The Guardian has just published this article on sourcing holiday lets through a Buy to Let mortgage
Q We are two women who are nearing our mid-60s and won’t get our state pensions until we are 66. I work in schools and earn very little while my partner is a graphic designer who now has very little work.
On the plus side, over the years we have invested in some buy-to-let properties and are lucky enough to enjoy great relationships with our tenants. We also have a furnished holiday let and are planning to buy another. We have had an offer accepted on the property in question but because it went to sealed bids, we ended up offering rather more than we should have. So we’re now trying to find a mortgage with a low interest rate before I stop work next year and am unable to get a mortgage of any sort.
We have been offered one by our mortgage broker but the rate is quite high. The rates for buy-to-let mortgages are much lower but the tax incentives for furnished holiday lets are better. If we took out a buy-to-let mortgage could we then rent the house out as a holiday let?
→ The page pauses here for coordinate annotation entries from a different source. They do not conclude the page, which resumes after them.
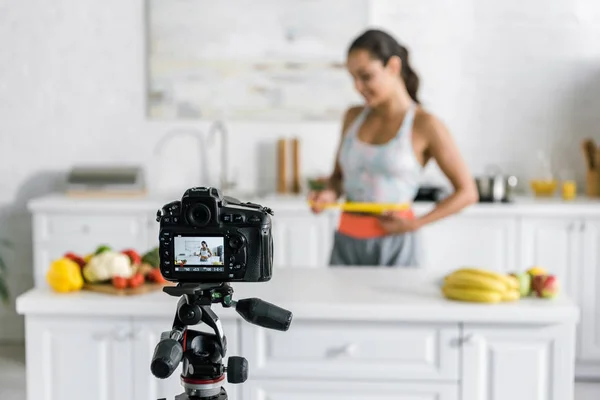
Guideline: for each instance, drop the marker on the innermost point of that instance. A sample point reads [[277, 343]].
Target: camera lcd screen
[[199, 254]]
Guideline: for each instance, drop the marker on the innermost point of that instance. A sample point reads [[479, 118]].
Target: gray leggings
[[393, 250]]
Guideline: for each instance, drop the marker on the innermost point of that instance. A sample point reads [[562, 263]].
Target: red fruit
[[74, 257], [155, 276], [133, 255], [136, 281], [546, 286], [119, 282]]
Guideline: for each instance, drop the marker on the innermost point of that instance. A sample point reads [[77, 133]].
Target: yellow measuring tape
[[375, 208]]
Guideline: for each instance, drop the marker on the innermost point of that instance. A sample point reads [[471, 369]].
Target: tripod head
[[202, 353]]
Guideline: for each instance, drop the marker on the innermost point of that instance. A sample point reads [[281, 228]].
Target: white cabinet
[[302, 239], [347, 390], [345, 350], [569, 248], [102, 358], [72, 358], [462, 240], [501, 362], [589, 295], [79, 358]]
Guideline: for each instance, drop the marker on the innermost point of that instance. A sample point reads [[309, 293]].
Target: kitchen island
[[356, 333]]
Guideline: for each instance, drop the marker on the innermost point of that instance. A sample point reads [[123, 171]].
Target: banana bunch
[[480, 286]]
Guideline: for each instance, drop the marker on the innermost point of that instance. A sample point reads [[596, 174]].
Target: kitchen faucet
[[219, 126], [202, 144]]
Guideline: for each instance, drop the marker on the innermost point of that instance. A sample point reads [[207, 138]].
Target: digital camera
[[206, 237]]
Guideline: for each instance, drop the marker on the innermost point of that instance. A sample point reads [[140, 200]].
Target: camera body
[[209, 238]]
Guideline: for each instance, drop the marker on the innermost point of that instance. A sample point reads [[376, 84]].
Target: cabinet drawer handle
[[348, 350]]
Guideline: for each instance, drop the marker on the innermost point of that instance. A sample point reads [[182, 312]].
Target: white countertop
[[522, 205], [328, 293]]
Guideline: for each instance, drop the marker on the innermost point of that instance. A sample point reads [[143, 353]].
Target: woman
[[384, 146], [205, 252]]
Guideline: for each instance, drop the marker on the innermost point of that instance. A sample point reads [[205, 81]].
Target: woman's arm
[[335, 180], [444, 151]]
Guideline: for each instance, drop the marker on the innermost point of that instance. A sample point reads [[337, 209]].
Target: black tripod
[[202, 353]]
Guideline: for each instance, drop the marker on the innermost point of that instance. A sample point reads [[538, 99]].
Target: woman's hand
[[320, 198], [396, 224]]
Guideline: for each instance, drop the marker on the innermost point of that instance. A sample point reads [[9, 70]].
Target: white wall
[[508, 77]]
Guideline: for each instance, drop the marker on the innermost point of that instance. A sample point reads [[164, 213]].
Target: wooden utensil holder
[[592, 187]]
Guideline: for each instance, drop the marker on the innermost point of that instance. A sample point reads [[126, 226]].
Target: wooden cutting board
[[108, 288]]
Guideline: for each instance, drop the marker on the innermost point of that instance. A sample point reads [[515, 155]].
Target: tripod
[[202, 353]]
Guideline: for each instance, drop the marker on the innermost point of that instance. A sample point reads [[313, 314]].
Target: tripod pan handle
[[265, 314]]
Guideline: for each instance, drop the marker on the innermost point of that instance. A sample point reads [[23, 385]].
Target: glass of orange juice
[[568, 186]]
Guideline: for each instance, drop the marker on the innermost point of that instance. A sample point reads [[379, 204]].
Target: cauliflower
[[106, 265]]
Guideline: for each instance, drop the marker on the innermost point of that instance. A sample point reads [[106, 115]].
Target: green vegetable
[[102, 248], [152, 258]]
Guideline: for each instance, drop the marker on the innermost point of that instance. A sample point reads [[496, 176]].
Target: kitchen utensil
[[281, 166], [589, 153], [543, 188], [494, 186], [375, 208], [296, 166], [106, 181]]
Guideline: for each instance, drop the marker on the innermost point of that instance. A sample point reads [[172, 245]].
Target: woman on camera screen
[[385, 144]]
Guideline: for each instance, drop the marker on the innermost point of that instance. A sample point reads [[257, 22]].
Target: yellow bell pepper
[[64, 275], [535, 270]]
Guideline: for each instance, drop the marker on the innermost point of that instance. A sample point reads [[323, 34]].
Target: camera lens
[[198, 214]]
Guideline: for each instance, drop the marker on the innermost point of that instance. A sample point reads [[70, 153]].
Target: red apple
[[546, 286]]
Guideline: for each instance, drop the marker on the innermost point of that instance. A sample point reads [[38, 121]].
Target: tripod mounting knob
[[237, 369], [166, 358]]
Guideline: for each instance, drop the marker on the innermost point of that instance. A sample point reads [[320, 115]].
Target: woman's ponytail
[[383, 46]]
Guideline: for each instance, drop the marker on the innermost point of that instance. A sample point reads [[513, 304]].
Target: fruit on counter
[[511, 295], [524, 282], [534, 271], [475, 281], [102, 248], [471, 295], [505, 278], [133, 255], [119, 282], [151, 257], [480, 286], [106, 265], [546, 286], [79, 260], [135, 280], [64, 275]]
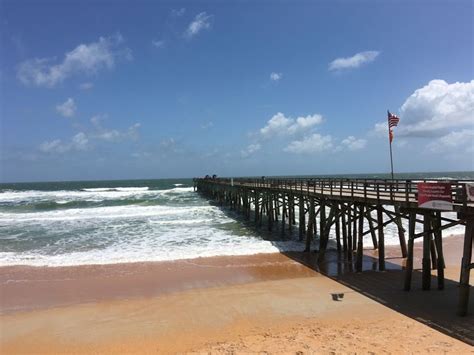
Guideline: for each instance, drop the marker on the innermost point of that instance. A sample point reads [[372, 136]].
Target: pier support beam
[[360, 242], [381, 238], [426, 262], [466, 267], [411, 242]]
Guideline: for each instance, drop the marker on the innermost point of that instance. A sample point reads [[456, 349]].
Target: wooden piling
[[338, 228], [360, 247], [466, 266], [381, 244], [436, 225], [411, 242], [310, 229], [426, 262]]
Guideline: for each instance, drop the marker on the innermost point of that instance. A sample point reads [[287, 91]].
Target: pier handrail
[[396, 190]]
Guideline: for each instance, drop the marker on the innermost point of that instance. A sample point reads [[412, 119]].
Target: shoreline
[[264, 302], [27, 288]]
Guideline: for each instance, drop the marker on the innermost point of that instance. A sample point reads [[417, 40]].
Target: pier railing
[[381, 190]]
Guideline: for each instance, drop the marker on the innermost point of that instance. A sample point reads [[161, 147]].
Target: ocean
[[105, 222]]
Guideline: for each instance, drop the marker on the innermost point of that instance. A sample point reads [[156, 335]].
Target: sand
[[262, 303]]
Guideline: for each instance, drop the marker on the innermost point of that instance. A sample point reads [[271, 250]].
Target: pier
[[354, 208]]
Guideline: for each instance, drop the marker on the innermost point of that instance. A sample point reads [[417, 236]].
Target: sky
[[161, 89]]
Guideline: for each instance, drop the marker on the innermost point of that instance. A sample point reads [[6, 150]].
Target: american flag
[[392, 120]]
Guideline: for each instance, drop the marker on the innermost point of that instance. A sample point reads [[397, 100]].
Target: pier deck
[[346, 204]]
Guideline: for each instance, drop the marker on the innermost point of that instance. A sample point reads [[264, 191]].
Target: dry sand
[[261, 303]]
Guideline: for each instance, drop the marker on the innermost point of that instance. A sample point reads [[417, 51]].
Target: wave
[[93, 194], [99, 213], [103, 189]]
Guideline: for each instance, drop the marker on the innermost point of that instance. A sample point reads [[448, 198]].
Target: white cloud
[[437, 106], [112, 135], [251, 149], [314, 143], [86, 86], [85, 58], [51, 146], [79, 142], [462, 140], [434, 110], [353, 62], [276, 76], [67, 108], [207, 125], [158, 43], [202, 21], [279, 125], [353, 143], [178, 12], [82, 140]]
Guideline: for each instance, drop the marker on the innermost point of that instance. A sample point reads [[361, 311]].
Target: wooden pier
[[348, 206]]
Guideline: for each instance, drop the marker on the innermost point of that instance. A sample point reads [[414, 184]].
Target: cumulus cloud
[[84, 59], [251, 149], [86, 86], [434, 110], [202, 21], [67, 108], [158, 43], [279, 125], [83, 141], [314, 143], [353, 62], [112, 135], [207, 125], [353, 143], [178, 12], [79, 142], [462, 140], [276, 76]]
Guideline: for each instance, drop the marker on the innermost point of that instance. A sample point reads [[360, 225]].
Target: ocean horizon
[[121, 221]]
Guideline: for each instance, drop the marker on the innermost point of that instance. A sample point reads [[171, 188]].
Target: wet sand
[[266, 302]]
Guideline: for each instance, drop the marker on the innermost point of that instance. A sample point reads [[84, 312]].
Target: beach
[[256, 303]]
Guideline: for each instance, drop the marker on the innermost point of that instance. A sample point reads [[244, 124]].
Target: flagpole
[[391, 158], [390, 143]]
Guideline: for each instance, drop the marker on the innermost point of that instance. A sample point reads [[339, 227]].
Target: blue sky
[[150, 89]]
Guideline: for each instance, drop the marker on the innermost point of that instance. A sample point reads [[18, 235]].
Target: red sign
[[470, 192], [435, 195]]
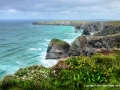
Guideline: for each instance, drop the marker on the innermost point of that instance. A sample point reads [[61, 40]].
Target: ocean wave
[[8, 69], [35, 49]]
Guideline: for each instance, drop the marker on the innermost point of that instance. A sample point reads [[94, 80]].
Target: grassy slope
[[69, 74]]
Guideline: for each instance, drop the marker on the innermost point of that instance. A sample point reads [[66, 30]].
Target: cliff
[[85, 45]]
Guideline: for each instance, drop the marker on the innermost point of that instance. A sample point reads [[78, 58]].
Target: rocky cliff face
[[87, 45], [83, 45], [108, 30], [57, 49]]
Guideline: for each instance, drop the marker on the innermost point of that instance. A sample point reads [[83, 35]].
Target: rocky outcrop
[[83, 45], [57, 49], [108, 30], [87, 45]]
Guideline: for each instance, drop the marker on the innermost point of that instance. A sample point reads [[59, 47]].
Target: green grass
[[72, 73]]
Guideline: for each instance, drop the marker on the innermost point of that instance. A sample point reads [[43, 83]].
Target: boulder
[[87, 45], [57, 49]]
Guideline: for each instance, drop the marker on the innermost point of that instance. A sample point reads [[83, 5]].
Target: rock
[[87, 45], [80, 47], [108, 30], [57, 49]]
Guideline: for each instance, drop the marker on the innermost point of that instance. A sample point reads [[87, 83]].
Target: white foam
[[34, 49], [9, 69], [48, 62], [69, 40]]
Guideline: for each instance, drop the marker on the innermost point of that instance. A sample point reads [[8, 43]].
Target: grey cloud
[[50, 7]]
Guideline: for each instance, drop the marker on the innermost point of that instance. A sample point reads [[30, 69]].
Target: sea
[[23, 44]]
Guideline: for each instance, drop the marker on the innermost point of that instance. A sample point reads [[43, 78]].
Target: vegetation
[[72, 73]]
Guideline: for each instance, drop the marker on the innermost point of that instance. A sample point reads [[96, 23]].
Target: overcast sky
[[60, 9]]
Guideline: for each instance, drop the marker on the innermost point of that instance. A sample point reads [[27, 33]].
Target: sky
[[60, 9]]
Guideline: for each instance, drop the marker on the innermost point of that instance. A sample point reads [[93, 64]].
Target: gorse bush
[[72, 73]]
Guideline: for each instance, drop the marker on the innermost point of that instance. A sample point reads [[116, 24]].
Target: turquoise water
[[23, 44]]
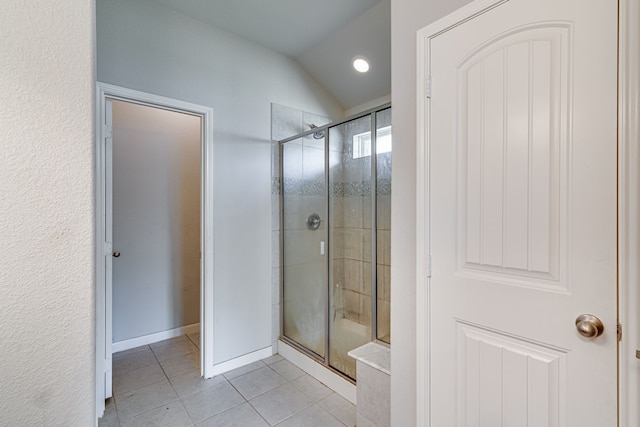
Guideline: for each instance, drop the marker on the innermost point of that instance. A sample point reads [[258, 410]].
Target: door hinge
[[619, 332]]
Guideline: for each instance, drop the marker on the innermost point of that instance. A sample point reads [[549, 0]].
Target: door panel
[[521, 134]]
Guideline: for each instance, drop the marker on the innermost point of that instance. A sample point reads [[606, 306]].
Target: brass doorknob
[[589, 326]]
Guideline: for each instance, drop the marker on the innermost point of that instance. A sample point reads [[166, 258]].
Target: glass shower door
[[351, 241], [304, 268]]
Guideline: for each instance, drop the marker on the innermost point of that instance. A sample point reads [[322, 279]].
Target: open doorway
[[156, 225], [154, 228]]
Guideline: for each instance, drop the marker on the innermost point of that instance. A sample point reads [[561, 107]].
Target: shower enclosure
[[335, 203]]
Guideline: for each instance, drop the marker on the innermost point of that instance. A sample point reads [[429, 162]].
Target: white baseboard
[[238, 362], [152, 338], [332, 380]]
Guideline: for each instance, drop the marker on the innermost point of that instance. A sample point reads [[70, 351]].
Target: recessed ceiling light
[[361, 64]]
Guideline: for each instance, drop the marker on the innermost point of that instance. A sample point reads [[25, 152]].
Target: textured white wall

A To answer your last question first, no you couldn’t. Buy-to let mortgage conditions usually specify that the property is inhabited by the same tenant(s) under an assured shorthold tenancy for the duration of the tenancy. This is the opposite of a holiday property let to a lot of different tenants (aka holidaymakers) for two weeks or so at a time. And in the words of specialist independent brokers holidayletmortgages.co.uk “using a buy-to-let mortgage for holiday letting, without the express permission of the lender, constitutes a breach of mortgage conditions, which can have serious consequences including forced redemption of the mortgage and damage to your credit rating”.
Equally inadvisable is choosing to invest in a furnished holiday let rather than a buy-to-let purely on the basis of tax treatment. It is true that, with a furnished holiday let you can still deduct mortgage interest payments from rental income which, since April 2020, buy-to-let landlords can no longer do. However, this is only if your furnished holiday let is available to the public for a minimum of 210 days a year and actually let for at least 105 days a year.
Mortgage interest isn’t the only thing you need to take into account when assessing the pros and cons of each type of ownership. The costs of running a holiday let tend to be higher because of the turnover of tenants and the chances of getting a mortgage of more than 60% to 75% of the value of the property are lower than with a buy-to-let mortgage. So you’ll need to find more cash to put towards the purchase of a furnished holiday let than you would with a buy-to-let property. There’s also the fact that – as the tax rules recognise – a holiday let generates income for a limited time whereas a buy-to-let property has the potential to earn money for entire years at a time.
Iif you are determined to go down the furnished holiday let route and you are equally determined to find a lower mortgage rate, I suggest you switch to an independent broker that specialises in holiday let mortgages.